Transparenz ist keine Unterstellung!
Artikel in der Offenbach Post vom 15.08.2026 – „Wilde Zwerge“
Wenn jährlich Millionen Euro an öffentlichen Geldern an einen freien Träger fließen, sollte eine sorgfältige und vollständige Offenlegung aller Zahlen und Fakten selbstverständlich sein. Das gilt unabhängig davon, wer den Träger führt oder welche politische Ansichten man vertritt.
Nach den öffentlich zugänglichen Jahresabschlussdaten werden die „Wilden Zwerge“ zu rund 91 Prozent aus Zuschüssen der Stadt und des Landes finanziert. Gerade deshalb müssen Mittelverwendung, Vergaben und mögliche Interessenkonflikte nachvollziehbar dokumentiert sein. Das ist keine Unterstellung, sondern eine Selbstverständlichkeit im Umgang mit Steuergeldern.
Besonders kritisch sehen wir, dass die Geschäftsführerin der gGmbH zugleich Stadtverordnete und Fraktionsvorsitzende der SPD in der Mühlheimer Stadtverordnetenversammlung ist.
Zwar verbietet die Hessische Gemeindeordnung diese Konstellation bei einem freien Träger nicht. Gleichzeitig enthält die HGO für kommunale Unternehmen und Gesellschaften sehr weitgehende Regelungen darüber, welche Personen bestimmte Mandate gerade nicht ausüben dürfen.
Dahinter steht ein klarer Grundgedanke: Politische Entscheidungsbefugnisse und wirtschaftliche Eigeninteressen sollen möglichst voneinander getrennt werden, um Interessenkonflikte zu vermeiden. Wer über die Verwendung erheblicher öffentlicher Mittel politisch mitentscheidet oder darauf Einfluss nehmen kann, sollte nicht gleichzeitig den Eindruck erwecken, wirtschaftlich von diesen Entscheidungen profitieren zu können – selbst dann nicht, wenn dies rechtlich zulässig ist. Politik lebt nicht nur von der Einhaltung des Rechts, sondern auch von der Vermeidung des Anscheins eines Interessenkonflikts.
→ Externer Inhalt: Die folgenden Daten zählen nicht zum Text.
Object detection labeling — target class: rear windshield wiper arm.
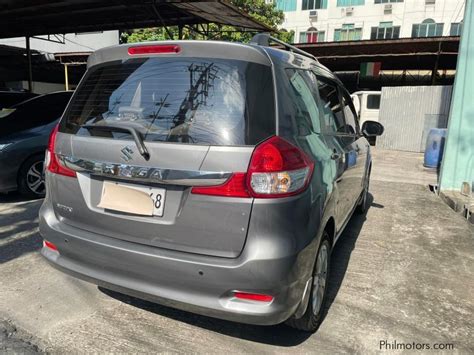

Die Gesellschafter und Geschäftsführer der Wilden Zwerge sind zugleich in mehreren weiteren Unternehmen und Vereinen aktiv (u. a. PureFair, Novum Media, PDAA Solutions & Services, 360 Family Concept, Kindsein e.V., LAG freie Kitaträger Hessen).
Personelle Verflechtungen zwischen verschiedenen Gesellschaften oder Vereinen sind nicht per se problematisch. Sie machen jedoch eine besonders sorgfältige Prüfung erforderlich, sobald Leistungen zwischen diesen Organisationen erbracht werden und insbesondere dann, wenn die vergleichende Prüfung der Stadt ergibt, dass die „Wilden Zwerge“ mit 900.000 € (oder rund 100 Punkte Grundsteuer) überfinanziert sind. Hinzu kommt, dass diverse unüblich hohe Kostenpositionen zumindest Fragen aufwerfen, wie der Artikel in der Offenbach Post vom 15.08.2026 eindrucksvoll darlegt.
Wenn die Einschätzungen der Stadt und des Trägers der „Wilden Zwerge“ in Teilen so weit auseinander liegen, dass sich die Stadt genötigt sieht, einen Wirtschaftsprüfer zu beauftragen, dastellt sich zwangsläufig die Frage, ob die gebotene Transparenz tatsächlich in ausreichendem Maße gewährleistet ist!